EYE-EAR-BRAIN: The Media Trifecta

 

The media trifecta.  Three zones that if maximized and woven into a media mission will significant elevate the product to new aesthetic and competitive levels.  

EYE-EAR-BRAIN

THE EYE:  The eyes need stimulation. They get bored. Repeated formats blank people out in an era where the eyes are subjected to so much “stuff” that life can be a visual blur.  While we may not get the visual rush of an amazing film,  there are opportunities to cut through if the eyes are presented with noticeably imaginative  visual storytelling.  TV news, network sitcoms,  even websites can be taken to new frontiers by activating eye power to the max.    Theater of the eyes.  

THE EAR:  The most underused, cliched or abused factor.  Sound transports images right to your soul.  Too often it dives into cliche land,  notable in terrestrial and digital radio. But sound can be a blank canvas ready to be painted with audio magic.

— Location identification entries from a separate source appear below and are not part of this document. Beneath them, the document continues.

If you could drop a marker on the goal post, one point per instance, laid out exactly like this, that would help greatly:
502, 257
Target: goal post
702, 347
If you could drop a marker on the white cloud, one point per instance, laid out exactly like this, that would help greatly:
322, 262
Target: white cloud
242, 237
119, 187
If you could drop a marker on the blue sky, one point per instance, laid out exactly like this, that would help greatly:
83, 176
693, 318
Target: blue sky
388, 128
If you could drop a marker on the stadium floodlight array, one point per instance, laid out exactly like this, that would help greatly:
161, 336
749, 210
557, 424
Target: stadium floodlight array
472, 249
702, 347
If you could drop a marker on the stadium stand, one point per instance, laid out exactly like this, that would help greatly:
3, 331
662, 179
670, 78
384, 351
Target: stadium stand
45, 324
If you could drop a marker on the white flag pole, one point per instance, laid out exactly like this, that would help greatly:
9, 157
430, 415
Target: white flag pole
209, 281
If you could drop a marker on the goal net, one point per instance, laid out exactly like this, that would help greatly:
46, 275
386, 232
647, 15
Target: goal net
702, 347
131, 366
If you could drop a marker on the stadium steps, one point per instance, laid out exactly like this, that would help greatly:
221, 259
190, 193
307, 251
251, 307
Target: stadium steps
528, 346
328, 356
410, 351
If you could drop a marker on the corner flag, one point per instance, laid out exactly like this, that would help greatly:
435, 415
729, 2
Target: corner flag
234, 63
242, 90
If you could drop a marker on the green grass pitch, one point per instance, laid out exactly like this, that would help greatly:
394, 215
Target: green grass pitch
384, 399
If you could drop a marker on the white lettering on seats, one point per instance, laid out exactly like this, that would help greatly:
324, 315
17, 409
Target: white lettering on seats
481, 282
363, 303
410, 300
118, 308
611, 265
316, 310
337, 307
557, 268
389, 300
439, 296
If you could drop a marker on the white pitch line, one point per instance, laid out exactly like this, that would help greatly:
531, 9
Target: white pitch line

Sound transports.  Even web and print ( audiobooks ) can maximize their sound. 

And sound is 360 degrees. It includes the timbre of the voice,  the incidental sounds,  the sonic environment…And sound is the great memory bank that can reflect the audio roots of the target with powerful nostalgia.  

THE BRAIN:  A tough one,  but thinking in terms how brains are wired and focusing on that “psychographic.”  Like em or loathe them, Fox News has figured out their target pretty damn close. Their competitors have not figured out how their particular target is wired.  It can happen through research,  intuition,  experiences,  or all three.   Know the target beyond basic age,  sex and typically vague metrics.  Get into the heads of your users ( or fans ) to give them a show

The combination of the three is powerful. Visuals as media theater,  sound to transport to the destination of your choice and the brain wired to the electricity of the product. 

It’s really not complicated or expensive but rather a mindset to dive deep into the power of eye-ear-brain and create theaters of the mind, ears and brain.